Au large d’une vaste zone allant du Finistère au Pays Basque, l’arrêt concerne les bateaux, français ou étrangers, de plus de huit mètres et certaines techniques de pêche jusqu’au 20 février.
A la criée de Saint-Jean-de-Luz (Pyrénées-Atlantiques), où sont vendus chaque jour entre 1.800 kilos et 5 tonnes de poissons selon les arrivages, les dernières pêches du week-end ont été écoulées.
« Demain ce sera plus calme, on aura 90% du tonnage en moins », explique Julien Micheo, mareyeur, qui a prévu de fermer un mois.
A La Rochelle plus au nord, le port, survolé par des mouettes, était désert lundi, et les filets rangés dans des caisses à quai.
Cette « fermeture spatio-temporelle » doit se répéter pendant les hivers 2025 et 2026 au nom de la protection des dauphins.
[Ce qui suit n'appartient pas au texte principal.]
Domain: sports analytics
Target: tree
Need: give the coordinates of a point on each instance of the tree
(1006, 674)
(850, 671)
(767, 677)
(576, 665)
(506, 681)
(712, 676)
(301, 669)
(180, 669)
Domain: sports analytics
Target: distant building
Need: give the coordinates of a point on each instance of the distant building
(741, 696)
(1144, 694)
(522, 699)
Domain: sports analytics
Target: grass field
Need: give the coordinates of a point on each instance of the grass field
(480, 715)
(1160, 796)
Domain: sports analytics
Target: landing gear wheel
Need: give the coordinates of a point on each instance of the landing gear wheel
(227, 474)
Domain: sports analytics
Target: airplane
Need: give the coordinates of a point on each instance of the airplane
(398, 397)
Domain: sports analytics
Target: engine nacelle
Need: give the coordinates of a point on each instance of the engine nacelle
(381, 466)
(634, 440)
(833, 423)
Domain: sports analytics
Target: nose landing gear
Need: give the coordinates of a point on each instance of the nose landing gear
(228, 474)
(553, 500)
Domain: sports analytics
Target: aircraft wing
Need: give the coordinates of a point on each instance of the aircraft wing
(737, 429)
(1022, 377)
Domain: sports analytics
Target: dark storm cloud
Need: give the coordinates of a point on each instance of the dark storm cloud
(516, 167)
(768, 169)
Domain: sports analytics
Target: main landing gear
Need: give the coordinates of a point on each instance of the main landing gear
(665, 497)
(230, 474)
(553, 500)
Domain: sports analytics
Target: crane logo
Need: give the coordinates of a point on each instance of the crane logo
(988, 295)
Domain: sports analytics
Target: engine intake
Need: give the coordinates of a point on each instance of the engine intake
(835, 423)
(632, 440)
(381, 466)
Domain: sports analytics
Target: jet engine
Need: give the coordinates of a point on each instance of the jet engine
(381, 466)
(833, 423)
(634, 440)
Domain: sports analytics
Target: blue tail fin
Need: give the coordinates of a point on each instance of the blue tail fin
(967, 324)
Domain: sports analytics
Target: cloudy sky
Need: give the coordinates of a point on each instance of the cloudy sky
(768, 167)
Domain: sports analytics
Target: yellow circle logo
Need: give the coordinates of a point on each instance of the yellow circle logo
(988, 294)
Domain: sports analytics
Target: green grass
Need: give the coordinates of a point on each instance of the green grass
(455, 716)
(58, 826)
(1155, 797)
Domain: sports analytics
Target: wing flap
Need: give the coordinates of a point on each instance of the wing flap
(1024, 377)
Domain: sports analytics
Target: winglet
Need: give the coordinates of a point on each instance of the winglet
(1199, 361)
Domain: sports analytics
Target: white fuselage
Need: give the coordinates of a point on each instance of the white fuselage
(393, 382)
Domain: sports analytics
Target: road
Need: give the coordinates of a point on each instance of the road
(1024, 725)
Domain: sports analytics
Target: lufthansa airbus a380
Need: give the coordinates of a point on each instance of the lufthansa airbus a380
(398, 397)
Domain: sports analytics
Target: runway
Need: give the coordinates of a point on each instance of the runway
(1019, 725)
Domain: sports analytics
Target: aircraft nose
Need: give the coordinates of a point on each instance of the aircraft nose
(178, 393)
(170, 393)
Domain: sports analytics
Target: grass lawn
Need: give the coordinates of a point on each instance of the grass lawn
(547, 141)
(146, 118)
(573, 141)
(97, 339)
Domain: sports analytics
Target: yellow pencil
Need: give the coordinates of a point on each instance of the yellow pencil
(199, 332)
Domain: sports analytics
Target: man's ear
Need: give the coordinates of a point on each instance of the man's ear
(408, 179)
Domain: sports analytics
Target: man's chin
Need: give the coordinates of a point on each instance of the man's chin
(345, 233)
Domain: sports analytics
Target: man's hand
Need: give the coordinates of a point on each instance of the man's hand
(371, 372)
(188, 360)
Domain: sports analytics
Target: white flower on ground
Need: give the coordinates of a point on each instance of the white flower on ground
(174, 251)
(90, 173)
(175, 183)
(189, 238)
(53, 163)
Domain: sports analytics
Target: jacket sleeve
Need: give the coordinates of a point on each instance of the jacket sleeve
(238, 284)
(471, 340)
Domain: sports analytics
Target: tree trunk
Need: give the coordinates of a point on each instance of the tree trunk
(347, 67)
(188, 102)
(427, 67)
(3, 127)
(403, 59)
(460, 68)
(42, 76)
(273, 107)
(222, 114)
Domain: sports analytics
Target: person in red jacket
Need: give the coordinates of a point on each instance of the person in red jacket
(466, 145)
Elle a été décrétée après que le Conseil d’Etat, saisi par des associations environnementales, a demandé au gouvernement d’agir pour réduire les décès de petits cétacés pris accidentellement dans les filets.
Le Ciem, l’organisme scientifique international de référence, estime à environ 9.000 le nombre de dauphins communs morts chaque année par capture accidentelle sur la façade atlantique française, pour un niveau soutenable de 4.900 décès au maximum.
Il recommande des fermetures de trois mois en hiver et d’au moins un mois en été, périodes de pics de mortalité des dauphins.
– « Vacances forcées » –
Serge Larzabal, président du comité interdépartemental des pêches des Landes et Pyrénées-Atlantiques, juge néanmoins l’interdiction prononcée « en totale disproportion par rapport au peu de danger sur le stock de mammifères marins ».
Il regrette aussi l’abandon des dérogations initialement prévues pour les navires équipés de caméras ou moyens de dissuasion, que le Conseil d’État a jugées fin décembre « trop importantes pour que la fermeture de la pêche ait un effet suffisant sur les captures accidentelles ».
Sea Shepherd France, elle, déplore « un mur de déni et une diabolisation des ONGs, savamment orchestré par les Comités des Pêches pour empêcher tout dialogue constructif et détourner l’attention de leurs propres manquements et mensonges ».
Selon l’association, « il faudra des mesures qui s’étendent bien plus dans le temps » pour aboutir à une baisse significative des captures.
Au total, 450 bateaux français devraient rester à quai.
A la criée de la petite ville portuaire basque, le mareyeur André Gloaguen s’inquiète pour ses clients, essentiellement des poissonneries, qui « ont des salaires à verser, des charges à payer. « Je ne sais pas comment ils vont faire », dit-il, lui qui prendra des « vacances forcées sans salaire ».
Franck Lalande, vice-président du Comité régional des pêches de Nouvelle-Aquitaine et armateur de deux bateaux à Arcachon (Gironde) redoute « de la casse », car « un bateau à quai, c’est entre 250.000 et 300.000 euros de perte de chiffre d’affaires pendant un mois ».
– Inflation probable –
Pour compenser, le ministre de la Transition écologique Christophe Béchu a promis vendredi des indemnisations variant « entre 80 et 85% du chiffre d’affaires pour tous les bateaux » concernés par l’interdiction.
Il a promis également d’accompagner le reste de la filière avec notamment une aide aux mareyeurs qui ira « jusqu’à 75% de leurs pertes ».
« Cette fermeture (…) va se traduire par 8.000 tonnes de produits de la mer en moins et représenter une perte de 60 millions d’euros de chiffre d’affaires pour le mareyage », déjà fragilisé par le Brexit, a prévenu Frédéric Toulliou, président de l’Union du mareyage français (UMF) et de l’association interprofessionnelle France Filière Pêche.
Maëlise Mouhu, poissonnière à La Rochelle, prévoit une inflation pour le consommateur final. « Quand 450 bateaux s’arrêtent en France, ça a forcément un impact. Il y aura moins d’apport donc du poisson plus cher », prévient-elle.
« On est aujourd’hui à 80% de poisson importé dans l’assiette des Français. Est-ce qu’on veut passer sous les 20% d’apport, pour importer plus de poissons capturés dans des conditions indignes à l’autre bout du monde? », met en garde le président du comité national des pêches, Olivier Le Nézet.
« On veut garder une filière de pêche française, et la concilier avec des impératifs de préservation de la biodiversité », a promis vendredi M. Béchu.